Disseminated gonococcal infection secondary to a rare homozygous mutation resulting in complement factor I deficiency

Disseminated gonococcal infection (DGI) is a rare but serious complication of Neisseria gonorrhoeae infection. Invasion of the bloodstream by N. gonorrhoeae can lead to septic arthritis, polyarthralgia, tenosynovitis, rash, and less commonly meningitis or endocarditis (1, 2, 3). Deficiencies of components of the alternative and terminal complement pathways have long been implicated in increasing the risk for neisserial infections (4, 5). Here, we report a patient who presented with DGI and was found to have a rare homozygous mutation leading to complement factor I (FI) deficiency.

The patient is a 34-year-old Hispanic male who presented to the emergency department (ED) in March 2024 with fever, arthralgia, and rash. He reported 2 wk of low-grade fever, bilateral ankle arthralgia with swelling, and a rash over his back, both arms, and legs. He additionally reported poor appetite and weight loss of ∼40 pounds over the past 4 mo.

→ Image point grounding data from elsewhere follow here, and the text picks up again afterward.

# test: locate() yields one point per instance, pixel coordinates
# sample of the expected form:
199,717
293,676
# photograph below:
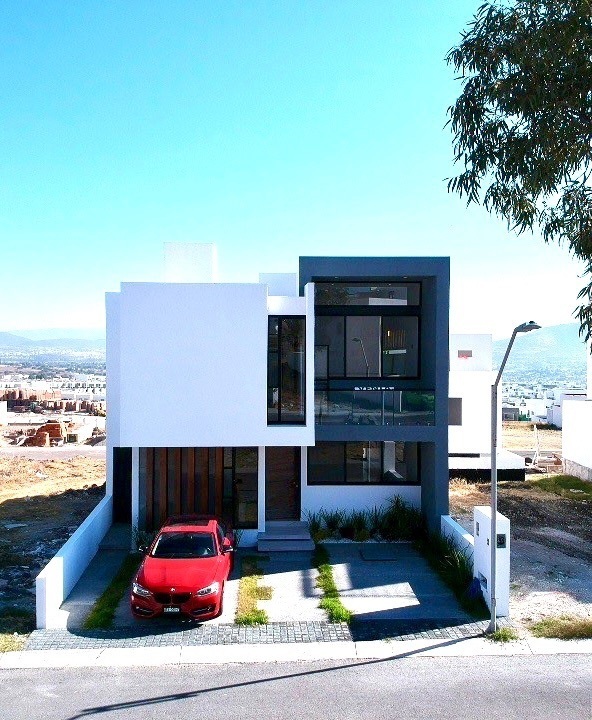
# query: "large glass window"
362,346
366,462
400,341
367,293
366,346
329,338
285,370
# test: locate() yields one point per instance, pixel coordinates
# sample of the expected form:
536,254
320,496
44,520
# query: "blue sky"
273,129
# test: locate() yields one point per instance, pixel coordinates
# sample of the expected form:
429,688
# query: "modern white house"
469,433
577,432
324,390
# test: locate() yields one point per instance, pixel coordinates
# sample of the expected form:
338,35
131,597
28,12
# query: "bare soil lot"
551,546
42,502
520,436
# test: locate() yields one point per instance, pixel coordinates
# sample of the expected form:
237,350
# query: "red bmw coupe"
184,569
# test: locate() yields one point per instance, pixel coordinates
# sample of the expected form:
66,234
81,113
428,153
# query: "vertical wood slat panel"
219,472
204,480
176,479
162,490
190,480
149,488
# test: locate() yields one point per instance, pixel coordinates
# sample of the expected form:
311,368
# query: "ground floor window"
363,462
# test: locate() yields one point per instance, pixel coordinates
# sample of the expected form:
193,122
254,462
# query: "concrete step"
285,536
284,545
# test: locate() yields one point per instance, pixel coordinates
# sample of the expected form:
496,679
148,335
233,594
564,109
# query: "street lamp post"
525,327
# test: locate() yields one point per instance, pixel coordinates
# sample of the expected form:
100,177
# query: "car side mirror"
227,545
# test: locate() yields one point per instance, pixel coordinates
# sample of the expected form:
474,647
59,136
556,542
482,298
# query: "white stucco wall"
577,432
352,497
474,435
193,366
480,345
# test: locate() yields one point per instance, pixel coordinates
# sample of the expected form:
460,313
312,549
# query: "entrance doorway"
282,483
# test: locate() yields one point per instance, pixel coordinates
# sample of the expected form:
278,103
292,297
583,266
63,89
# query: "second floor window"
286,371
366,346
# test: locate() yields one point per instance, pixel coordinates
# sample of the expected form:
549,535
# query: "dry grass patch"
15,626
565,627
250,592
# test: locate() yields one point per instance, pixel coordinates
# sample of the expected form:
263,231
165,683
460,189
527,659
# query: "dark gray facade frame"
434,274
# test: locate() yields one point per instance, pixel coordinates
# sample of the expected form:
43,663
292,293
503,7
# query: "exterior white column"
261,490
303,474
135,494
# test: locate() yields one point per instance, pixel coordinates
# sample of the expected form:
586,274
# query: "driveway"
390,589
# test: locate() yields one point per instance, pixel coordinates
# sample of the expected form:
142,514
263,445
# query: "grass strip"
566,486
15,626
331,602
564,627
455,568
249,592
103,611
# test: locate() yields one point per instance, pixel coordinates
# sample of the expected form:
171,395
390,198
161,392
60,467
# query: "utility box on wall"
482,558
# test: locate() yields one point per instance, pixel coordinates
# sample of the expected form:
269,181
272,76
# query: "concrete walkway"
391,582
400,608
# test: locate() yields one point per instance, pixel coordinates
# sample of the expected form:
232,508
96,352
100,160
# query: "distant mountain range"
10,341
551,354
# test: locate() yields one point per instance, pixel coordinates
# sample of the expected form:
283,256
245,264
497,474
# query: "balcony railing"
374,407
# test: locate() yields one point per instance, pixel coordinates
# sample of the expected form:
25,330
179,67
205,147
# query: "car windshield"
184,545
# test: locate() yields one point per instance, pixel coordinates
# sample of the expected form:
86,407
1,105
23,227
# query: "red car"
184,569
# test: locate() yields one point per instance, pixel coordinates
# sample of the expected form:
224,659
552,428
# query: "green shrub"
333,520
336,611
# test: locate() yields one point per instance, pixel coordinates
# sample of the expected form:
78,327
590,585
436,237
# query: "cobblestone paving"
281,632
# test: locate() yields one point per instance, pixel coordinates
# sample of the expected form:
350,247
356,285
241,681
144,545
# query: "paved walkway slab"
390,582
292,580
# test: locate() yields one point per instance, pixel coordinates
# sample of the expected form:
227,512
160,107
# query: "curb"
341,650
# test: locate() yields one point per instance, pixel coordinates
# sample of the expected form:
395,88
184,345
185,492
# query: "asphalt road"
497,688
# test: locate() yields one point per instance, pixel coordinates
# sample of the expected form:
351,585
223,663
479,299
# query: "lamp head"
527,327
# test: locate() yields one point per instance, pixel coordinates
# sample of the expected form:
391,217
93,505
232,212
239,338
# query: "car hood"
184,575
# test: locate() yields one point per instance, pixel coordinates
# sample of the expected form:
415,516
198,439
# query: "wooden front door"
282,483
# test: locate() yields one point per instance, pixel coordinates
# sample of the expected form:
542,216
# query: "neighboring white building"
469,413
555,410
577,433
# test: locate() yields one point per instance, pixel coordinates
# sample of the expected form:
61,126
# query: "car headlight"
210,590
141,591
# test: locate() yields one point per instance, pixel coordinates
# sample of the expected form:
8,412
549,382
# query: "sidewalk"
400,607
178,654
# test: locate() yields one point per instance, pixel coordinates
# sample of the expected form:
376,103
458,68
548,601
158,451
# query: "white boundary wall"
460,537
57,579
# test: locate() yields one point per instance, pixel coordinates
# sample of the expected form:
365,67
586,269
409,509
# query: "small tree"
523,122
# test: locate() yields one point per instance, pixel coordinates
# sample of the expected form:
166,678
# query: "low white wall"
482,558
57,579
461,537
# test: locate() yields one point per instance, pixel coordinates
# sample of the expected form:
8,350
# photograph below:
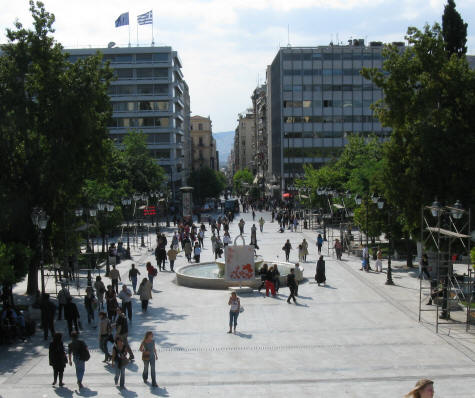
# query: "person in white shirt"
126,296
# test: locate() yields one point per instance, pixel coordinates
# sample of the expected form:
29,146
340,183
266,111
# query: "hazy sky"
225,45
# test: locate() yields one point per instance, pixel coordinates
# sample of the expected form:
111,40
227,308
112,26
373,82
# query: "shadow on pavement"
159,391
63,392
244,335
86,392
127,393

His past medical history included two similar episodes that required hospitalization, the first in April 2021 and subsequently in November 2023 for which infectious diseases workup included negative blood cultures and transesophageal echocardiogram, while immunologic workup was notable for positive c-antineutrophil cytoplasmic antibody (1:160), low C3c (34 mg/dl; normal reference range 82–185 mg/dl), normal C4c, and negative antinuclear antibody, myeloperoxidase, antiproteinase 3, rheumatoid factor, and human leukocyte antigen B27. At the time, he was suspected to have IgA vasculitis and was treated with prednisone that was tapered over several weeks. He had Poland syndrome, a condition characterized by the partial or complete absence of the pectoralis major muscle, possibly resulting from a vascular insult during early embryological stages (6); in this case, it manifested as right chest wall hypoplasia and right-hand malformations. He had meningococcal meningitis at age 13 years and a prior methicillin-resistant Staphylococcus aureus infection involving the groin at age 17 years. The patient had no known allergies and was not taking any medications. He denied smoking or using intravenous or other recreational drugs. He occasionally consumed alcohol. He did not have any tattoos. He denied any recent travel. He reported one female sexual partner with whom he had two children. He admitted facing housing instability. His family history was negative for recurrent infections, and his parents, two siblings, and two school-age children were alive and healthy.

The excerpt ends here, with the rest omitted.